Chi la dura la vince. Già, Roberto Saviano alla fine ci è riuscito. Iscritto per «atto dovuto», come precisa la Procura di Roma, nel registro degli indagati con l'accusa di diffamazione mossa dal ministro degli Interni Matteo Salvini. Lo scrittore col vizio dell'autocelebrazione, per qualcuno guru dell'antimafia, sotto scorta dall'uscita del suo best seller "Gomorra", a furia di insulti e offese via social si è preso una querela.


Promotore della guerra senza quartiere contro Salvini e tutto ciò che rappresenta, tra epiteti quali «ministro della malavita» e sbeffeggiamenti molto poco intellettuali, lo scrittore di fama internazionale si è fatto portavoce di un movimento della rete che contrasti le iniziative, soprattutto legate al tema degli sbarchi e dell'immigrazione, a firma del ministro leghista. Quella che Saviano definisce una battaglia di civiltà, per non cedere alla paura e alle minacce, sembra invece una farsa dai toni poco convincenti a cui aderiscono soltanto le cricche della sinistra delle porte aperte, quelle che dai panfili ormeggiati a Capalbio spingono per l'accoglienza purché a debita distanza dalle loro ville vacanziere.

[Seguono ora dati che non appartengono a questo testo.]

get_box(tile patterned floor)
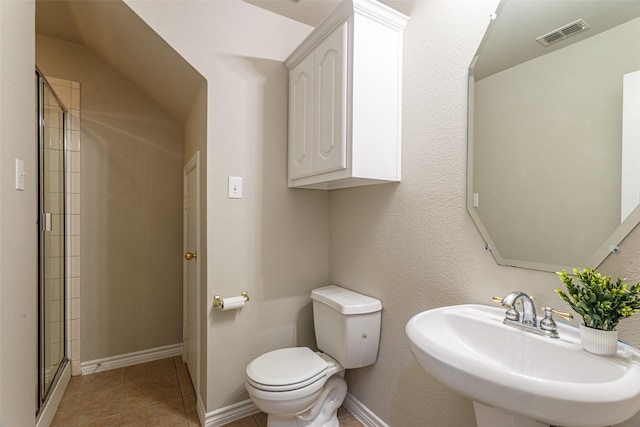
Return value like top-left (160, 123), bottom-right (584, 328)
top-left (51, 357), bottom-right (362, 427)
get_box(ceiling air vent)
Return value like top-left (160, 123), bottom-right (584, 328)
top-left (536, 19), bottom-right (589, 46)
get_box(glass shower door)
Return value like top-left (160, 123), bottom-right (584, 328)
top-left (38, 70), bottom-right (66, 408)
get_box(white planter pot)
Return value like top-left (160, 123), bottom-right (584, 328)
top-left (580, 325), bottom-right (618, 356)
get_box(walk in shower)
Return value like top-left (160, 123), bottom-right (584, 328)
top-left (36, 70), bottom-right (68, 414)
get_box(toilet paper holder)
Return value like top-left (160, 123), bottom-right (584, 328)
top-left (213, 291), bottom-right (249, 308)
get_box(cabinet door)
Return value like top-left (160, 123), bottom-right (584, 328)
top-left (313, 22), bottom-right (348, 174)
top-left (289, 55), bottom-right (314, 179)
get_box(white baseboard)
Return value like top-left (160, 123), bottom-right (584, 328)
top-left (80, 343), bottom-right (182, 375)
top-left (36, 361), bottom-right (71, 427)
top-left (198, 393), bottom-right (382, 427)
top-left (198, 397), bottom-right (260, 427)
top-left (344, 393), bottom-right (389, 427)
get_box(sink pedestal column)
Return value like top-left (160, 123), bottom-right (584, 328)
top-left (473, 402), bottom-right (549, 427)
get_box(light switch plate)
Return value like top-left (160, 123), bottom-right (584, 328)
top-left (229, 176), bottom-right (242, 199)
top-left (16, 159), bottom-right (25, 191)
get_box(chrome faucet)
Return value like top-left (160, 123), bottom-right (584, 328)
top-left (502, 291), bottom-right (538, 327)
top-left (493, 291), bottom-right (573, 338)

La battaglia dei luoghi comuni, quella di chi dice di contrastare la paura dilagante e perpetuata dal demoniaco Salvini, ma che finisce invece per crearla per davvero, con toni allarmistici e sensazionalistici che poco hanno a che fare col merito delle questioni toccate, ma che mirano invece a creare un nemico, un target comune su cui riversare frustrazioni da scoppola elettorale. L'amico del Pd e più in generale di chiunque anteponga i buoni sentimenti da favola a lenzuola rimboccate alle reali esigenze del Paese, che si intersecano con quelle di un'Europa che deve rivedere se stessa e le proprie priorità, ha scritto una nuova pagina della storia delle ingerenze della supposta élite intellettuale nel lavoro di chi invece le mani se le sporca per davvero ed è in prima linea tutti i giorni, a dare voce e tutela a chi non può farsi sentire.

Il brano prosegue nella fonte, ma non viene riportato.